Timothy Pantoja | The Hum of Reflection

Studying Absorption in Henry Ossawa Tanner’s The Banjo Lesson and Paul Laurence Dunbar’s The Voice of the Banjo.

Join the Department of African and African American Studies (DAAAS) for an enlightening talk by Mellon Fellow and Lecturer, Dr. Timothy Pantoja.

Abstract: The Banjo Lesson (1893) by Henry Tanner portrays an elder and child absorbed during musical instruction. While celebrated and reproduced as a positive representation of intergenerational bonding and quiet thinking, this talk highlights the ways the painting instructs and invites a beholder’s absorption. Tanner frames a scene of banjo playing as visually analogous to book reading. In so doing, Tanner improvises upon a genre of painted readers that art theorists engage to idolize the book as the pinnacle object to generate absorption. By showing how Tanner recasts the banjo as a book, I show the ways this painting elevates the banjo as not just an instrument of performance but reflection.
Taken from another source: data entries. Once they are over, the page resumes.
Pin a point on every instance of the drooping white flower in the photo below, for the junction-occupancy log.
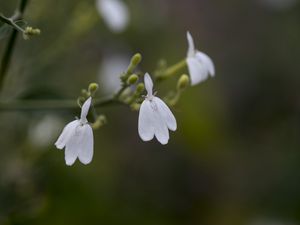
(115, 14)
(43, 131)
(200, 65)
(155, 117)
(77, 138)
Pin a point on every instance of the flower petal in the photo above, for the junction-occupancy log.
(145, 122)
(87, 145)
(161, 131)
(191, 46)
(206, 61)
(148, 84)
(115, 13)
(85, 109)
(198, 72)
(66, 134)
(166, 114)
(79, 141)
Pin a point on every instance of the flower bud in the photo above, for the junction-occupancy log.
(136, 59)
(93, 87)
(80, 101)
(100, 121)
(132, 79)
(135, 106)
(29, 31)
(140, 88)
(85, 93)
(183, 82)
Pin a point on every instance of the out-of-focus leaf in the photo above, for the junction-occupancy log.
(4, 31)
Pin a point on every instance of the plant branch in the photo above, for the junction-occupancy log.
(52, 104)
(170, 71)
(12, 39)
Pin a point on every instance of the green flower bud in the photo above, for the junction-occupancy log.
(183, 82)
(93, 87)
(85, 93)
(29, 31)
(140, 88)
(136, 59)
(132, 79)
(80, 101)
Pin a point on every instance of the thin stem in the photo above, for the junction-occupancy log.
(12, 40)
(11, 22)
(170, 71)
(51, 104)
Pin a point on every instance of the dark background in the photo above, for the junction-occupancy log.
(234, 159)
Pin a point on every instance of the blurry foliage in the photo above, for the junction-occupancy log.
(235, 157)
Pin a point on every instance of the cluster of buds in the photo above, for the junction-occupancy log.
(155, 117)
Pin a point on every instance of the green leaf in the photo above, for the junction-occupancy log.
(4, 30)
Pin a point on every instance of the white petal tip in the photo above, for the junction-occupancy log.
(59, 146)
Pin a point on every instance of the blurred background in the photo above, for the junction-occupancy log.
(234, 159)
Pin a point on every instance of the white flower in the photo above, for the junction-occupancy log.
(155, 118)
(199, 64)
(77, 138)
(115, 14)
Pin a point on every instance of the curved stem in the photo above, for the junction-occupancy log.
(51, 104)
(12, 40)
(170, 71)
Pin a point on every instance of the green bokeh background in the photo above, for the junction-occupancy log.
(234, 159)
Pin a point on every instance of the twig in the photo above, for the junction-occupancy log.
(12, 40)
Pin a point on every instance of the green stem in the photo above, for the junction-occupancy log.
(51, 104)
(170, 71)
(12, 40)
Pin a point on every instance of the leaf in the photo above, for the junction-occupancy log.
(4, 30)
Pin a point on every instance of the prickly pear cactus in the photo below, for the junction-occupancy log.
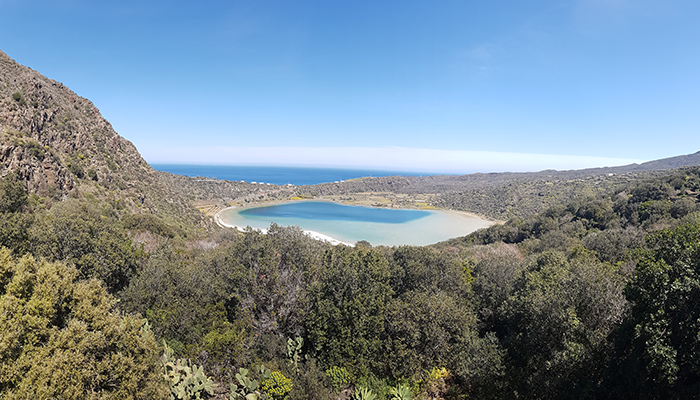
(247, 388)
(186, 382)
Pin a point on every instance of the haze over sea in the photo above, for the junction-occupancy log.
(275, 174)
The talk also considers the ways Dunbar’s “The Voice of the Banjo” (1898) also recasts the banjo as a book to reenvision how Black absorption looks and sounds. Near the end of a century marked by anti-literacy laws, Tanner and Dunbar use their respective mediums to illuminate the banjo with an aura of literacy. I explore the political dimensions of these scenes of absorption by thinking about their resonance with W.E.B. Du Bois’s emerging concept of double consciousness, which was first published in his 1903 work, The Souls of Black Folk.


 

About the Speaker

Timothy Pantoja is a Mellon Postdoctoral Fellow and Lecturer at the Department of African and African American Studies. Dr. Pantoja is a minister and scholar of literature whose research is invested in exploring the ways Black art and literature render the social, relational, and emotional conditions upon which theories and performances of art rely. He previously was the Medical Humanities Postdoctoral Fellow in the English Department at New York University where he taught courses exploring the ways art, literature, and humanistic inquiry offer resources to engage the hidden aspects of health, illness, and recovery. He received his Master of Divinity at Harvard Divinity School, where he studied the lingering theological undertow within literature, poetry, and theory.